Educación judía: el arte de contar historias

Desde el inicio, la historia nos llega a través de la palabra, primero oral y luego escrita. La palabra organizada, en un entorno auténtico de comunicación, donde el hilado de las mismas genera relatos significativos.


Cuentos que no son cuentos, historias que son historia; que llegan desde lejos, transmitidas de generación en generación, que hacen foco en los valores.


Historias que tiene el valor agregado de tener valor, de basarse en valores, de enfocarse ahí donde dejan un aprendizaje, un lugar para pensar y repensar, para preguntarse y repreguntar.
Historias en las cuáles la pregunta tiene tanto valor o más que la respuesta.


Cuando contamos historias, cuando contamos la historia, hacemos una selección: cual objetivo de una cámara de fotos hacemos foco en la idea importante que queremos transmitir y no en un listado de temas, elegimos qué queremos contar y qué dejamos afuera.


Generamos fascinación por las historias que contamos cuando nuestro relato genera un sentido, cuando podemos proponer un clima que nutra ese momento.


Construir el relato de aquello que queremos transmitir no es hilar palabras vacías, es participar y convocar al otro a participar de un viaje transformador, que tenga sentido, que te cobije.


Los relatos que elegimos contar no son inocentes y es importante tener conciencia que determinan comportamientos y que influyen en resultados. Nuestros relatos pueden cambiar la realidad.
Cuando educamos utilizamos los relatos y contamos historias y tratamos de basarlas en los valores. Podemos verlo al contar la salida de Egipto, hablamos del valor de la libertad. En Sucot juntamos los arbaat haminim para hablar de la unión de las cuatro especies y así cada vez…


Hablamos de valores, nuestro relato no es inocente. Contamos historias y atrapamos la atención y a través de la atención educamos en valores.

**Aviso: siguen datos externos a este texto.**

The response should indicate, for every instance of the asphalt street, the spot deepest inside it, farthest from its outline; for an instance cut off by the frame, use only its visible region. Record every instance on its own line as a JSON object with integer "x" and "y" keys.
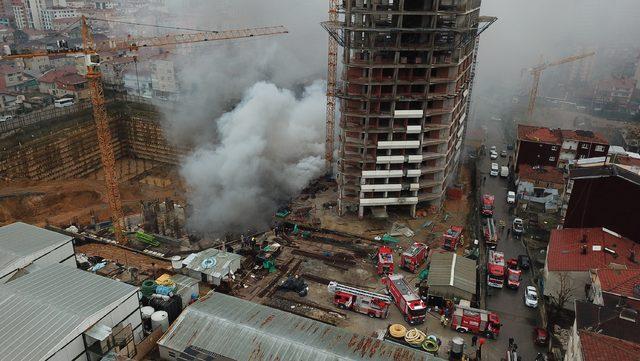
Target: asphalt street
{"x": 518, "y": 320}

Hacemos foco… dejamos algo afuera y ponemos dentro aquello que venimos transmitiendo de generación en generación; aquello que comenzaron nuestros antepasados, en los más diversos y a veces hostiles ambientes. Somos de una cadena; un eslabón que cree en el valor de la pertenencia, de la experiencia y la vivencia de nuestros antepasados y nuestra historia.


Seguimos haciendo foco.
Respetando nuestro pasado
Construyendo nuestro presente
Hilado por historias que verán un futuro.